Sunday, December 5, 2010

It's that time of year again...

It's that time of year again.. CHRISTMAS!!!!
Tess and I were busy bee's in the kitchen this week making maple gingerbread cookies and discussing important matters regarding the studio... and by serious matters I mean gossip haha! I actually thought it would take us all night but we had the dough made, rolled, baked, and cookies decorated in about 2hrs. I think I'll have to invite Tess over again this week for another cookie making/ gossip fest since Scott and I have consumed an entire container of gingerbread in 4 days.
Every year my cousin, Jen, sends out a family newsletter including the schedule for Christmas Eve and a naughty and nice list which describes in detail whether each family member is naughty or nice and why. The whole family waits patiently in anticipation each year for the newsletter to come out. Rumor has it that Mini Oma, ie. Katie, is taking on the responsibility of the newsletter. Should be interesting... those are some big shoes to fill Katie! I've never been on the 'Nice list', EVER! so my fingers are crossed that this year, with the passing of the torch, that my luck might change and I may land myself on the Nice list.

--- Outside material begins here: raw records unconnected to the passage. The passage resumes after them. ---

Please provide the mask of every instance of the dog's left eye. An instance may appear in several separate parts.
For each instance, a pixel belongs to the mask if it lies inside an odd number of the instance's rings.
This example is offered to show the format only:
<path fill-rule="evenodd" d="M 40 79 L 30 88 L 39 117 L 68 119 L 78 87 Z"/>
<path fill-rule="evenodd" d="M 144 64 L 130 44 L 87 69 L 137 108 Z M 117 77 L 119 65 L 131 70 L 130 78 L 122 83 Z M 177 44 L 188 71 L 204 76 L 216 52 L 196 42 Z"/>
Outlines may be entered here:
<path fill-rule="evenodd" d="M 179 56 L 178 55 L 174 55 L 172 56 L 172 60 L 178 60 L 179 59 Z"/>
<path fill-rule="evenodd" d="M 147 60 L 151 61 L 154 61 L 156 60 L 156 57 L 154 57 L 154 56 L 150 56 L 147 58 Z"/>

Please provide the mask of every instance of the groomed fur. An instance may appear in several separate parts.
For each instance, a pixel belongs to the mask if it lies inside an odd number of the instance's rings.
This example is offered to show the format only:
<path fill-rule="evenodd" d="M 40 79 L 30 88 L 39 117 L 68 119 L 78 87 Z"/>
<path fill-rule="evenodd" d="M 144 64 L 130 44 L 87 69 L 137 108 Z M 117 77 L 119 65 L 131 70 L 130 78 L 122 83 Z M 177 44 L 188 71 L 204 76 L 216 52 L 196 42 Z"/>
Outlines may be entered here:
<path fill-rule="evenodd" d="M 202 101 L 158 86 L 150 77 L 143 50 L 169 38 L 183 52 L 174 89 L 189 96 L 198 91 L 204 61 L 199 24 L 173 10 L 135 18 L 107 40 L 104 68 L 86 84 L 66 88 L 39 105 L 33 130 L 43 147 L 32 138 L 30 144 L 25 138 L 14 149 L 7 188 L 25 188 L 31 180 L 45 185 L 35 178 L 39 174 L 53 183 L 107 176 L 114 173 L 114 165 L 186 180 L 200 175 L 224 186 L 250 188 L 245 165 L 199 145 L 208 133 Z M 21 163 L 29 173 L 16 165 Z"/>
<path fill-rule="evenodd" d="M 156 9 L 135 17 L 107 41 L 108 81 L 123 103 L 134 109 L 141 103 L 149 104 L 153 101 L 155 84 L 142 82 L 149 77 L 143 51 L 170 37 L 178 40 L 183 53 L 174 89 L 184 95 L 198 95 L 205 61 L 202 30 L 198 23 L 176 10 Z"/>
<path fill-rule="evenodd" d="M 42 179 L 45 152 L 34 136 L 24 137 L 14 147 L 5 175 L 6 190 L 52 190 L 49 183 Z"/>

Scott and I bought our first Christmas tree together today. This is my first Christmas out of my parents house, and Scott's first REAL Christmas tree. We're both super excited. The house smells amazing!


A little standing bow while decorating the tree...

Half moon. Can you tell I'm a yoga teacher?.. and a shameless plug haha

Finally Scott got annoyed of all the yoga pics and made me take a 'normal' picture in front of the tree.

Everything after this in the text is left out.